Product reviews, deals and the latest tech news

For its Git-based data collaboration platform, XetHub raises $7.5 million

Seattle-based Madrona led a $7.5 million initial funding round for XetHub, a company that simplifies how companies may utilise Git for data management. The core concept is to give developers access to data in the same way they have access to code, complete with all the collaborative capabilities made possible by a tool like Git. XetHub is a “collaborative storage platform for data management,” according to the development team.

Three veterans in the field of huge data platforms—CEO Yucheng Low, CTO Ajit Banerjee, and CTO Rajat Arya—founded the firm. In fact, Arya was the first employee of Low’s ML business Turi, which he co-founded. After Apple’s 2016 acquisition of the firm, both Low and Arya were free to contribute to different layers of the company’s machine learning (ML) platform stack. Arya now serves as head of Apple’s data platform team. Banerjee, a former employee of Inktomi, Amazon, and Facebook, was also introduced to the pair at Apple. He has also established two companies in the past.

With XetHub, you can see your repository in the same way as on GitHub, making it easy to navigate and analyse your data. XetHub accepts several file formats (including CSV) and may provide automated summaries of data.

As they developed Apple’s data platform, the team came to recognise that the field of data management still had many areas where it might be improved.

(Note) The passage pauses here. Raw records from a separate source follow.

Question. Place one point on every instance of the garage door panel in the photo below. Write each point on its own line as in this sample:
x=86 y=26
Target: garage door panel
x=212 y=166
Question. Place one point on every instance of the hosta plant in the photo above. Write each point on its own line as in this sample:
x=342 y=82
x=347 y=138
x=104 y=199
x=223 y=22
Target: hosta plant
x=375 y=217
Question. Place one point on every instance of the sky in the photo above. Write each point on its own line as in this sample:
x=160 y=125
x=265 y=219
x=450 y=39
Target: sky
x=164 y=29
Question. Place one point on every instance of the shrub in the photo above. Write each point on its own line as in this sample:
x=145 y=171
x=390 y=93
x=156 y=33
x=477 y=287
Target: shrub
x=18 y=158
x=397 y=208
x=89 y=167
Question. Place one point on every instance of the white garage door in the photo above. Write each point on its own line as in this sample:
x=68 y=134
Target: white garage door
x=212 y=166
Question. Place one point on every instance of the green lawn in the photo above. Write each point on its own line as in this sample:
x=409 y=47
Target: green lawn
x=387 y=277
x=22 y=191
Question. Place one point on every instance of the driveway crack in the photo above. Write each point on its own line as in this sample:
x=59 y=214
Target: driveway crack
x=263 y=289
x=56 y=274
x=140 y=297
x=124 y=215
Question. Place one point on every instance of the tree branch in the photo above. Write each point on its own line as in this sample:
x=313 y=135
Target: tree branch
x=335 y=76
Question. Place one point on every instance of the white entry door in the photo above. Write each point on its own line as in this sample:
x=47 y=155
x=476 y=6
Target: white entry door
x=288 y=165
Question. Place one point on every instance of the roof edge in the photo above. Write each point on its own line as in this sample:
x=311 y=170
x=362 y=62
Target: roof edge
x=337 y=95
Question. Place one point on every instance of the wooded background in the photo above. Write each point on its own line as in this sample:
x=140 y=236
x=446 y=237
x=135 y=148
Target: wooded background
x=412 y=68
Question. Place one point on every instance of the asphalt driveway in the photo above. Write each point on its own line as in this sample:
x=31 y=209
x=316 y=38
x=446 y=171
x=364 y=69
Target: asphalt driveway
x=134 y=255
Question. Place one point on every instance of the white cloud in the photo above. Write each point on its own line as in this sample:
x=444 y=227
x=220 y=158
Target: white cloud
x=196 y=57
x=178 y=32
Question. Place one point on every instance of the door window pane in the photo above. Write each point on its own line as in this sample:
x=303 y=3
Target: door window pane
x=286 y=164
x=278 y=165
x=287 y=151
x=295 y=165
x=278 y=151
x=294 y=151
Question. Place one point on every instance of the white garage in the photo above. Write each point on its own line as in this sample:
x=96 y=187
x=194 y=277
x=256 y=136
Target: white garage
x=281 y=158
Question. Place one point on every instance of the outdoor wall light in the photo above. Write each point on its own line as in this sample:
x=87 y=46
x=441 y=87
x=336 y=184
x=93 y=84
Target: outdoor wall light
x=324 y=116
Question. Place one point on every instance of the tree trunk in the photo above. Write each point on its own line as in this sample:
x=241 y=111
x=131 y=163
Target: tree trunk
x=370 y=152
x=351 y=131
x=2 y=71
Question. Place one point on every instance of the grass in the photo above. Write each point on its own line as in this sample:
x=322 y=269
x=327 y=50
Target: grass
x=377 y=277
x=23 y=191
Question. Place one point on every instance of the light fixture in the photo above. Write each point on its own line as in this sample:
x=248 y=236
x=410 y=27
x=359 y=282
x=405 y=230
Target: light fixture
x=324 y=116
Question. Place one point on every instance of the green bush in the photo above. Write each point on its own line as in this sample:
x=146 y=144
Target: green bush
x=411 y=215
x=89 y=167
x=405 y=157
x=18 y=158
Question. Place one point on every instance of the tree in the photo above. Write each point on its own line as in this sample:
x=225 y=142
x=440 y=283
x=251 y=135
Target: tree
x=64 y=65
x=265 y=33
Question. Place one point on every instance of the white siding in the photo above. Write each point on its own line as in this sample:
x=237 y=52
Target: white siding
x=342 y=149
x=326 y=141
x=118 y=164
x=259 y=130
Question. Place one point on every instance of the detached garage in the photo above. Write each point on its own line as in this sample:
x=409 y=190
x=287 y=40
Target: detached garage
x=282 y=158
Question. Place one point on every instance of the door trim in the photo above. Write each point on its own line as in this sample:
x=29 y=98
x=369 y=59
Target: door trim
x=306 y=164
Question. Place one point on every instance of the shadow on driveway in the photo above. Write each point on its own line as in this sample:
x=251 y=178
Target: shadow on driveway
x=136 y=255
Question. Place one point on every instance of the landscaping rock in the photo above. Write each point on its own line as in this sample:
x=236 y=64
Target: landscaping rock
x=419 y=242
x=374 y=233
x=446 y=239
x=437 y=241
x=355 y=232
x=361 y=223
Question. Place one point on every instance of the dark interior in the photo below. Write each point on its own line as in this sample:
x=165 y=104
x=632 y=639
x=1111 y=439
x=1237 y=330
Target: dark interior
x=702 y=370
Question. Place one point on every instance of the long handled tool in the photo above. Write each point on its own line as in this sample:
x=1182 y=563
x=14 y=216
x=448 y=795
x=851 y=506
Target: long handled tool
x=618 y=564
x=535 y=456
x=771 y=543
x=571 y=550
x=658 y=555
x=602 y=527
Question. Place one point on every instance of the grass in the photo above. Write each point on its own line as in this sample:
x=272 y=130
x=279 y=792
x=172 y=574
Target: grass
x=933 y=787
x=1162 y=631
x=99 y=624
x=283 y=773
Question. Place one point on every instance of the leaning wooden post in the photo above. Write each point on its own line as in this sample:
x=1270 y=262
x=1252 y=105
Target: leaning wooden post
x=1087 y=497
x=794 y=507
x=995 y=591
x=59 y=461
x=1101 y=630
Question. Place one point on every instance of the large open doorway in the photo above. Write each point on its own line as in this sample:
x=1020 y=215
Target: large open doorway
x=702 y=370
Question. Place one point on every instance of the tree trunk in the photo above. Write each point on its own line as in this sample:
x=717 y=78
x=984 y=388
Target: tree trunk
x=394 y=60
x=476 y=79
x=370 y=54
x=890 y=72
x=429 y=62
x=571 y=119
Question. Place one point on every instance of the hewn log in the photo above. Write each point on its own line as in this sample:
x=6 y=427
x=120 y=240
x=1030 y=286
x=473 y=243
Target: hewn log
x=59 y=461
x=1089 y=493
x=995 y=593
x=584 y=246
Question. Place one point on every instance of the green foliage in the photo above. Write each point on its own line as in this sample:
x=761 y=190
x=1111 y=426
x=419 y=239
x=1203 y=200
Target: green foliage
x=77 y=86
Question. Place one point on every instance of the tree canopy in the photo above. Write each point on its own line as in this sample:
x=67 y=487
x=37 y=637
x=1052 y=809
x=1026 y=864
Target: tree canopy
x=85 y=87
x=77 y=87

As if it were a big secret, “Data is considerably more crucial than anything else. “More crucial than the model, more crucial than everything else,” Low emphasised to me. Managing where and how you keep and share this information is crucial. Yet, we observe that the way we manage data now is remarkably similar to how source code was handled 30 years ago; that is, version control or collaboration is done by copy-and-paste; sometimes there is a more elaborate version of it, but ultimately it is copy-and-paste if I want to make sure no one else is touching what I’m doing.

XetHub’s goal is to provide developers the same kind of comfortable, familiar primitives they’ve come to rely on using tools like Git for collaborating on source code to use when dealing with data.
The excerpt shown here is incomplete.